Enabling Vector Search in Synthadoc

BM25 is the default - zero setup, zero dependencies. To add vector re-ranking:

Step 1: Install fastembed

pip install fastembed

Step 2: Enable in config

[search] vector = true vector_top_candidates = 20 # BM25 pool size before re-ranking

Step 3: Restart the server

synthadoc serve -w my-wiki

On first start, Synthadoc downloads BAAI/bge-small-en-v1.5 (~130 MB) once and embeds existing pages in the background. BM25 stays active throughout - no downtime. If the model is unavailable, the system falls back to BM25 silently.

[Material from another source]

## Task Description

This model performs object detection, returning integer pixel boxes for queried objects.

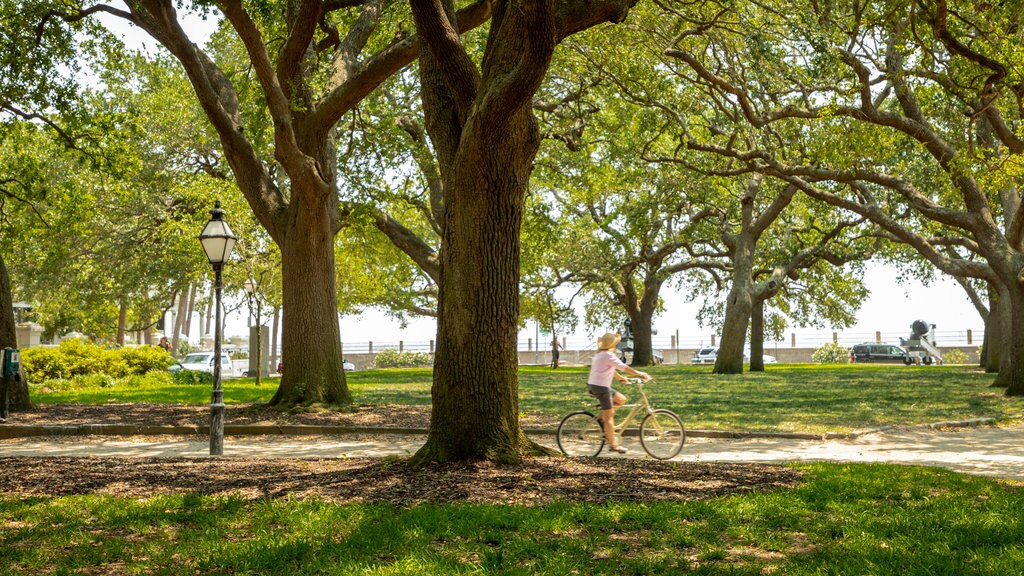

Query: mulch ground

Synthadoc v0.2.0: Full Feature Summary

Feature	What it does
Query decomposition	Compound questions split into parallel BM25 sub-queries, merged before synthesis
Vector re-ranking	Opt-in semantic re-ranking (BAAI/bge-small-en-v1.5 via fastembed)
Knowledge gap detection	3-signal gap check; auto-generates targeted ingest suggestions as Obsidian callout
Web search decomposition	Broad search topics split into focused Tavily queries; URL deduplication and cap
Per-model cost tracking	Per-token rate table; ingest + query cost in audit.db, CLI, and Obsidian
Query audit trail	Full query history with sub-question count, tokens, cost, timestamp
Obsidian live web search view	Real-time polling panel: phase, pages created, URL errors as fan-out completes
8 new Obsidian commands	15 commands total: lint, auto-resolve, job retry/purge, audit history, scaffold
MiniMax support	M2.5/M2.7 reasoning models with reasoning_content fallback for structured output
Rate-limit requeue	429 responses requeue job (retry budget preserved); fail-fast on daily quota
Job crash recovery	in_progress jobs at shutdown auto-reset to pending on next startup
Bulk job cancel	Cancel all pending jobs in one operation via CLI or API

How Synthadoc Compares to Alternatives

Most LLM knowledge tools are general-purpose RAG pipelines that retrieve raw chunks at query time with no persistent synthesis. Synthadoc compiles knowledge at ingest time, maintains a living wiki, and is designed for domain-specific, auditable deployments.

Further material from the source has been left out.